Multi-platform, multi-language Docker images

Hi, everyone!

I’ve recently updated my MozillaTTS docker images with:

  • Support for ARM platforms (32-bit and 64-bit) as well as CPUs without AVX instructions (Celeron, etc.)
  • Pre-trained models for English, Spanish, French, and German

Try it out with:

docker run -it -p 5002:5002 synesthesiam/mozillatts:<LANGUAGE>

where <LANGUAGE> is en, es, fr, or de. If you have a CPU without AVX instructions, add -noavx to the end.

You should be able to visit http://localhost:5002

There’s a /api/tts endpoint (GET with ?text=... or POST) as well as a MaryTTS-compatible /process endpoint so you can use things like the Home Assistant MaryTTS integration (hint: use -p 59125:5002).

Please let me know if you find any bugs or have other models to include :slight_smile:


Small update: the /api/tts endpoint now handles text with multiple lines.

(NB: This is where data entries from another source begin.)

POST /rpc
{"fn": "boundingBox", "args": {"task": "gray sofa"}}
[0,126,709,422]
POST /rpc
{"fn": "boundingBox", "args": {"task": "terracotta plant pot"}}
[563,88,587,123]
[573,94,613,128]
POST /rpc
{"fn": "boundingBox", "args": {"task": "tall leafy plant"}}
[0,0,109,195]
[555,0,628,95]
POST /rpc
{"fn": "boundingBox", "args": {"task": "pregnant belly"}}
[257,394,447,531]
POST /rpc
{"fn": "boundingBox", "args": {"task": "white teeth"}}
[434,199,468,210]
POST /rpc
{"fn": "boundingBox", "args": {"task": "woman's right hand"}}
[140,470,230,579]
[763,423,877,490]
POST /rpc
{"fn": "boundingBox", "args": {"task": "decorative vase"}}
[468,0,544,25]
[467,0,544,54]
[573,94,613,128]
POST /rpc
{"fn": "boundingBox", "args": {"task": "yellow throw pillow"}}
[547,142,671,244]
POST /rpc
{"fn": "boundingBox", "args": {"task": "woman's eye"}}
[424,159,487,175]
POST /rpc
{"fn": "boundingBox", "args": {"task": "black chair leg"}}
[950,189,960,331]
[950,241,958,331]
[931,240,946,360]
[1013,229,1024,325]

It will synthesize each line independently, and then combine the audio for the final output.


I pulled the one for ARM64 and it doesn’t work on Raspberry Pi 5. It has a numpy version issue.

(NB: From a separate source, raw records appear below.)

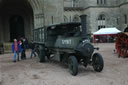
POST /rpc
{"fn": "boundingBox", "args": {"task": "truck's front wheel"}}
[68,56,78,76]
[92,53,104,72]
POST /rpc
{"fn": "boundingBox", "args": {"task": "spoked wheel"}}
[68,56,78,76]
[116,33,128,57]
[92,53,104,72]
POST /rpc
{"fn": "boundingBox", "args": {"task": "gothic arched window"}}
[73,15,80,22]
[64,16,68,22]
[97,0,106,5]
[72,0,79,7]
[97,14,106,30]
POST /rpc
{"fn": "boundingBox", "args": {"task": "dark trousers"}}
[30,49,36,58]
[21,49,26,59]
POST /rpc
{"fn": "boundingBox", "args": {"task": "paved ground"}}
[0,43,128,85]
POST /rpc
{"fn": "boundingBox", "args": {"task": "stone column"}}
[0,56,2,85]
[0,16,3,42]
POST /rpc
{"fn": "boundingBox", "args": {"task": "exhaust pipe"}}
[76,15,94,57]
[80,15,87,40]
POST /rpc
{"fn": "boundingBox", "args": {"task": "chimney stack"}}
[80,15,87,40]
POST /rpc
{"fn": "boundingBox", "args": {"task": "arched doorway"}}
[0,0,34,42]
[10,15,25,41]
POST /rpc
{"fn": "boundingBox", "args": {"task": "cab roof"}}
[47,22,81,30]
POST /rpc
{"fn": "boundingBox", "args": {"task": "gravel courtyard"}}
[0,43,128,85]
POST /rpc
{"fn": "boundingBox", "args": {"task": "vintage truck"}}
[33,15,104,76]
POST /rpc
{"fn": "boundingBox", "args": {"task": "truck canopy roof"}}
[47,22,81,30]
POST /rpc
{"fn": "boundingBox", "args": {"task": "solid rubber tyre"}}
[38,46,45,62]
[68,56,78,76]
[92,53,104,72]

Has anyone successfully run this in a Raspberry Pi in 64 bit mode?

I’m a hardware guy, looking to self-contain several AI files inside the Raspberry Pi, so I can study how to convert AI execution to fully parallel FPGA logic and make a $20 AI chip.

I’ve made worse things before. A full hardware H.264 encoder for example. No CPUs in it anywhere.

AI ought to be a lot easier to do in hardware than H.264.